Brincadeiras e outras badernagens à parte, o que mais causa saudade em minha mente é o gostoso cheiro do arroz com feijão que minha amada e saudosa mãe tão brilhantemente preparava.
Quando a fome era algo que extrapolasse os píncaros dos paladares mais exigentes, um prato de arroz com feijão e alguma mistura para complementar poderia ser comparado a um lauto banquete e, para acompanhar, uma garrafinha de 'Cerejinha' ou mesmo 'Grapette', invariavelmente um guaraná Brahma também seria uma pedida excelente. Contudo, esse luxo líquido sé era possível nos finais de semana, juntamente com macarronadas, porpetas ou almôndegas, como queiram, regadas com muito molho de tomate (de tomate, mesmo), salada de alface e tomates, queijo ralado e pão.
Como desfecho, uma sobremesa que poderia ser goiabada com queijo ou mesmo um pudim de leite moça. Isso chega a dar água na boca.
As emissoras de televisões (Tupi, Record, Paulista e Excelsior), sempre ou quase sempre, não nos ofereciam uma programação mais atraente. Eram alguns noticiários, novelas e seriados (enlatados americanos) e muito “reclame”. Tudo isso em preto em branco!
Assistíamos em nosso aparelho da marca Semp (“Sempre Empregamos Materiais Phillips” – risos), que demorava uma eternidade até que as suas válvulas esquentassem, para depois de alguns longos minutos, uma imagem tênue se formar em seu cinescópio. Mas, depois de devidamente aquecida e com a ajuda de uma boa antena, não havia coisa mais bela para se admirar.

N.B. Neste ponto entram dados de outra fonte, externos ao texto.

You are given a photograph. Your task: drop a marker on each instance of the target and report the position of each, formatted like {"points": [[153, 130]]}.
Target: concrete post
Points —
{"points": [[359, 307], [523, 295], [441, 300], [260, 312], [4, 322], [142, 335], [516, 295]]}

Blota Jr., Sonia Ribeiro, Hélio Ansaldo, Randal Juliano, o repórter “Tico-Tico”, repórter Esso, com Kalil Filho, Manoel da Nóbrega e a sua “Praça da Alegria” com Ronald de Golias, Zilda Cardoso, Consuelo Leandro, os “reclames” da Toddy e do Ovomaltine, as garotas propagandas que, ao vivo, faziam os comerciais de sofás, geladeiras, fogões e liquidificadores e, quando a coisa não saia como se esperava o constrangimento era geral. Nídia Lícia fez propaganda da Rural Willys para a Willys Overland do Brasil, e o Volkswagen foi imbatível em sua performance como o 'Carro do Povo' (“você conhece você confia”).
Éramos ecléticos musicais e ouvíamos desde Ray Conniff, Bill Haley, Elvis Presley, Little Richard e Willie Nelson, passando por Beatles, Rolling Stones, Roberto Carlos, Johnny Mathis, até absorvermos as dissonâncias batidas da bossa nova em toda a sua essência.
Simca Chambord, Aero Willys, Willys Itamaraty, Gordini, Dauphine, Interlagos, DKW, Kombi e Volkswagen Sedan, temperaram o nosso imaginário automobilístico e alguns deles nos tornou os motoristas que hoje somos. Eu aprendi a guiar no fusca do Álvaro da farmácia.
Eram dias felizes dos ônibus “coach's” da CMTC e dos bondes que serpenteavam nossos bairros (o da Bela Vista era o de número 5). Quem, em “insana” consciência não “chocou” um bonde, já que os “trólebus” eram difíceis?
Contudo, e como expressou em música o pequeno grande cantor Nelson Ned em que “tudo passa, tudo passará, e nada fica, nada ficará…”, ficou sim.
Ficou o gosto de uma saudade dos tempos em que os nossos cachorros não precisavam de ração balanceada para se alimentarem. As sobras do almoço e do jantar já estavam de bom tamanho para eles, ainda melhor quando alguns ossos de galinha complementavam o menu.
Ficou as saudades de uma liberdade nem um pouco vigiada e desatrelada dos novos recursos da informática (computadores prendem-nos à beça). Nada de telefones celulares. Bastava-nos um grito e a nossa localização estaria descoberta. Nada de CD's, “pen-drives” ou “dowloads”. No máximo, uma “radiola” automática para até doze LP's ou um violão para cantar e encantar alguém em especial, com modinhas românticas e que falavam mais alto no coração do que qualquer tímida declaração de amor.
Vivo estes memoráveis momentos e, em algumas vezes, na solidão deste agreste sertão baiano, conferindo nas estrelas de um céu limpo e nítido, as imagens de um passado já um pouco distante, mas cheio de gostosas e ricas lembranças.